A lo largo de la historia de la humanidad se han consumido sustancias psicoactivas y en la antropología moderna tiene cada vez más aceptación la tesis de que el surgimiento del pensamiento religioso está vinculado al consumo de alguna sustancia visionaria. Prácticamente en todas las culturas de todos los tiempos y latitudes las sociedades han dispuesto de alguna sustancia para modificar el estado de ánimo y la percepción del individuo que la emplea. De modo que no estamos ante un fenómeno extraño, sino que llega hasta nosotros avalado, digámoslo así, por una tradición milenaria. Pero la familiaridad que cada cultura tiene con una sustancia se convierte en aversión y hasta horror por sustancias que le son culturalmente ajenas y desconocidas. Esto es precisamente lo que ocurrió con los frailes franciscanos, dominicos, agustinos y demás que evangelizaron el territorio mexicano. El horror que les causaba ver a los indios o escuchar relatos en los que se daba cuenta del consumo de ololiuhqui, peyote, hongos y otras plantas sacralizadas los llevó a asociarlas con engaños del Demonio y a considerar los ritos asociados a ellas como satánicos. Desde luego que la cultura occidental, la de los frailes y colonizadores, tenía su propia y privilegiada sustancia embriagadora, que era y sigue siendo, el alcohol.
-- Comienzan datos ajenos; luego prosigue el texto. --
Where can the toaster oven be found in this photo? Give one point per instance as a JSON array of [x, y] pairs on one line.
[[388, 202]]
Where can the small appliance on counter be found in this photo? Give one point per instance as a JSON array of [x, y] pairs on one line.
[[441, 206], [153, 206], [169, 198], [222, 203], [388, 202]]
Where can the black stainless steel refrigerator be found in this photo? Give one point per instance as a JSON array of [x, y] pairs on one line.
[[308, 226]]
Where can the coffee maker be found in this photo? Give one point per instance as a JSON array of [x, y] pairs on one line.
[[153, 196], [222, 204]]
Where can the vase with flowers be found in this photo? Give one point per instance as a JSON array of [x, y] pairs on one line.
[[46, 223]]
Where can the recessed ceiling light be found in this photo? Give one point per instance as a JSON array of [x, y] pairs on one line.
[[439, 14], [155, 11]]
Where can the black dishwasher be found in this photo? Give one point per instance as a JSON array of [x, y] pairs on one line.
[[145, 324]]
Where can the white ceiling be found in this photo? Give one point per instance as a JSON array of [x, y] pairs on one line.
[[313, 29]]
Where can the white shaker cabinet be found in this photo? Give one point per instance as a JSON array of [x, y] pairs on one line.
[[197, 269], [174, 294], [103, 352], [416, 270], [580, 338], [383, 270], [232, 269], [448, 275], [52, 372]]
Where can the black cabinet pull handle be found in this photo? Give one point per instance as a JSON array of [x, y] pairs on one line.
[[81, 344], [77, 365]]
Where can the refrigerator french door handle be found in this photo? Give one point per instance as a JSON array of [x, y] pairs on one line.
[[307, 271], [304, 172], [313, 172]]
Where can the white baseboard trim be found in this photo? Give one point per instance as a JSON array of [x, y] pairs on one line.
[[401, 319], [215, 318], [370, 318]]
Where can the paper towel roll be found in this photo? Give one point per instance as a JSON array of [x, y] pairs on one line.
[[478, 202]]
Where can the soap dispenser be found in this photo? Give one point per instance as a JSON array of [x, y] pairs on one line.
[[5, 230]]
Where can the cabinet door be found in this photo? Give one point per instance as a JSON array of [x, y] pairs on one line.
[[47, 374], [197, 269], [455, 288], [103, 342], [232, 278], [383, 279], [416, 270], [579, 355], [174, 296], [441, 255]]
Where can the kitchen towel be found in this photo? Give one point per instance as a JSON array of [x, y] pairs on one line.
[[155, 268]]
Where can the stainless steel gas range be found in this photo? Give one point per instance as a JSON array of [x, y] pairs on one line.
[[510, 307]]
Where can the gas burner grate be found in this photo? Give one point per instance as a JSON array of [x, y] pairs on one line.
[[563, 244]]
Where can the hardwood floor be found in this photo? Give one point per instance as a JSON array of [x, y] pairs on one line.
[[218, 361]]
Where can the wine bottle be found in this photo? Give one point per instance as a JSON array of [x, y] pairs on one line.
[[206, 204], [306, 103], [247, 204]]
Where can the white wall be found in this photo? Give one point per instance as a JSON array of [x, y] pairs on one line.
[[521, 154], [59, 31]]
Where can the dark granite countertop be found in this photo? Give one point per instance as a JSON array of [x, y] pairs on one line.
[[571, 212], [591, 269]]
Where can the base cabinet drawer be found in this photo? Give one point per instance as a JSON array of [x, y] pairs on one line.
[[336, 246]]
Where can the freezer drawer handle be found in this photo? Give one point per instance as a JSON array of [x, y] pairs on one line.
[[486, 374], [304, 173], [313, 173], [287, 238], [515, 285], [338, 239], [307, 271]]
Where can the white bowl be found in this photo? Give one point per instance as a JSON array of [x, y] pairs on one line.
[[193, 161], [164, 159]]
El vino, proveniente de los cultos greco-latinos a Dionisos y Baco, fue adoptado por el cristianismo y sublimado por su propia mitología al grado de convertirlo en la sangre misma de Jesucristo.  De esa lejana tradición derivan los miles de vinos, licores y aguardientes que proliferan y dan vida y alegría a las reuniones en el mundo occidental, pero también muerte, dolor y violencia. Sin embargo a nadie se le ocurre pensar en el alcohol como una droga. Esta sustancia queda fuera del estigma que la palabra droga impone porque nos es familiar culturalmente.

Tanto las tradiciones orientales que empleaban el opio y el hashish, como las mesoamericanas que utilizaban la mezcalina en el peyote,  la psilocibina en los hongos, o la dietilamida de ácido lisérgico en el ololiuhqui, o las grecolatinas que usaban plantas solanáceas o el cornezuelo de trigo, fueron satanizadas, literalmente, por la tradición judeocristiana, que sólo rescató de la antigua Grecia el vino. Ya en los ritos de Baco, Attis y Mitra, el vino se consideraba como sangre divina, y la gran cantidad de vasos hallados en las catacumbas revela la embriaguez ritual de los primeros cristianos que adoptaron algunas costumbres del mundo grecolatino. Esta es la razón, histórica y religiosa, que explica por qué el alcohol es una droga socialmente aceptada en Occidente, mientras se ve con desconfianza, se persigue y se castiga el empleo de otras sustancias.

En la tradición occidental, además de vinos y cervezas, los griegos usaron con fines ceremoniales y lúdicos el cáñamo y otras solanáceas como el beleño, la mandrágora y la belladona, en ocasiones colocándolas en las brazas ardientes de los sahumerios. Estas tres últimas plantas fueron muy utilizadas en el mundo europeo durante la edad media y hasta el siglo XVII asociadas por el cristianismo con la brujería. La imagen de la bruja volando en una escoba tiene precisamente que ver con los ungüentos y pomadas elaborados con estas potentes plantas psicoactivas que se aplicaban por vía vaginal mediante el palo de una escoba. La persecución de estas y otras prácticas que provenían del mundo greco-latino fue terrible: en una Europa que rondaba los 3 millones de habitantes, los inquisidores católicos y protestantes lograron quemar vivas a unas 500 mil personas entre los siglos XV y XVII, e incautar los bienes de varios millones más.